You can protect your medical privacy, despite a new wave of threats, according to an expert.
Elizabeth Lee Vliet, M.D., outlined in a new WND commentary Tuesday how ownership of private medical information was usurped by President Obama's Troubled Assets Relief Program.
Then came the admission by Facebook that the private data of some 87 million people were improperly compiled and used to target voters.
Perhaps most troubling, Vliet said, was the federal government's 10-year project called All of Us, which aims to compile personal medical and lifestyle information.
"This project seeks ALL of your personal health and lifestyle information: medical records, psychiatric records, drug abuse/addiction treatment, lifestyle, personal habits, your physical measurements such as blood pressure, weight, lab results, all health care visits, medications you are taking and even your DNA," she warned.
Vliet, who has medical practices in Tucson and Dallas, is the chief medical officer for MedExpertChile and has won numerous awards for her work,.
"Patients must be proactive in protecting medical privacy, realizing that much privacy has already been lost when seeking 'insurance' payment for medical care, whether private or government insurance like Medicare and Medicaid," she said.
There's work for both patient and doctor.
"Preserving medical confidentiality requires constant vigilance today. Physicians must speak out against being used as agents of the state against the best interests of individual patients," Vliet wrote in her column.
But just what is it that needs to be done?
For one thing, the electronic insurance claims doctors submit regarding treatment of patients automatically subjects the doctors to mandatory reporting.
The answer, she said, is to have the patients pay the doctors directly then submit their own forms, putting patients in control of their information.
"Doctors that don't file electronic insurance claims have the right to establish their own privacy policies for their practice," Vliet told WND. "We did that."
In her own practice, a patient's medical records are sent only to the patient, she said.
Doctors, she said, can help on that front.

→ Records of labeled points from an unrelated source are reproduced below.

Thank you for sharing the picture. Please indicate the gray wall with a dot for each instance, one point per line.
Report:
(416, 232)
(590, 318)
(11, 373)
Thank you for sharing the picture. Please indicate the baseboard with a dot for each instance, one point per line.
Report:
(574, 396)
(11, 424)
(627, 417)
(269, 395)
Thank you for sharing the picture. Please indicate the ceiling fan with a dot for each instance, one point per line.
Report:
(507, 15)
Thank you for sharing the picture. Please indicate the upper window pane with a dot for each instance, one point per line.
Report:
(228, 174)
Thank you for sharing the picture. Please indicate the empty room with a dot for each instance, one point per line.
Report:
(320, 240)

Patients can tell an insurance company there are details they don't need in order to process a claim. What they do need is the diagnosis, physician's name, diagnosis code and a few other details, she said.
Patients can limit the information provided under the HIPPA release, a form in which a patient approves the data-sharing processes that are required for electronic claims submissions.
Simply specify on the form which information a doctor can share before signing, she suggested.
Consumers, she explained, don't realize that signing a blanket authorization gives the doctors carte blanche to provide every detail an insurance company demands.
This is where the suspicious questions come into play:Â Do you have a gun in your home? Are you depressed today?
Those questions usually have nothing to do with the patient's ailment.
"They start compiling databases to be used later," she said.
Bureaucrats could review responses to such questions and determine if someone is mentally unstable, needs to be referred to a psychiatrist or have a guardian appointed for Social Security benefits.
It also may provide bureaucrats with talking points to deny aggressive care.
The system uses doctors as agents of the state to compile personal information. Vliet warned it's a "slippery slope" to the government determining who gets medical treatment and who doesn't.
She warned in her commentary that three developments portend serious danger to medical privacy.
The first was the government's takeover of privacy rights. The TARP program required physicians to use electronic medical records and send them to the government without a patient's permission.
And, she said, TARP set up the National Coordinator for Health Information Technology, to create a national database of electronic medical records for each person in the United States.
"The medical information compiled in the database would then be used by the Independent Payment Advisory Board (IPAB) to decide which treatments would be allowed based on such factors as age, weight, health condition, life expectancy and "quality adjusted life years" (QALYs). In effect, this set up the medical care rationing mechanism similar to those operating in the British and Canadian single-payer, socialized medical systems. Your own medical data are then used against you to deny treatment you may need but the government decides is 'unnecessary' or too costly," she wrote.
Then came the data breach of Facebook information, followed by the All of Us program announcement.
"Patients must be proactive in protecting medical privacy, realizing that much privacy has already been lost when seeking 'insurance' payment for medical care, whether private or government insurance like Medicare and Medicaid," she wrote.
"Ronald Reagan prophetically warned in 1961: 'One of the traditional methods of imposing statism or socialism upon a people has been by way of medicine. It is very easy to disguise a medical program as a humanitarian project.' As the world saw with Nazi Germany's horrific medical 'experiments' on Jews and others deemed 'undesirables,' it may sound 'beneficial' to undertake 'research' for the 'common good,' but such laudable goals can easily be perverted to objectionable or even diabolical uses," she said.
Vliet has been raising such issues for years.
When TARP was passed, she called it a "staggering invasion of your personal healthcare privacy happened with little notice and hardly any press comment."
She spotlighted the provision to require doctors to send patient records directly to the "health czar" without the patient's permission.
"The result? Government controls access to your medical records," she wrote then. "The obvious risk is that bureaucrats can leak your medical information for political purposes."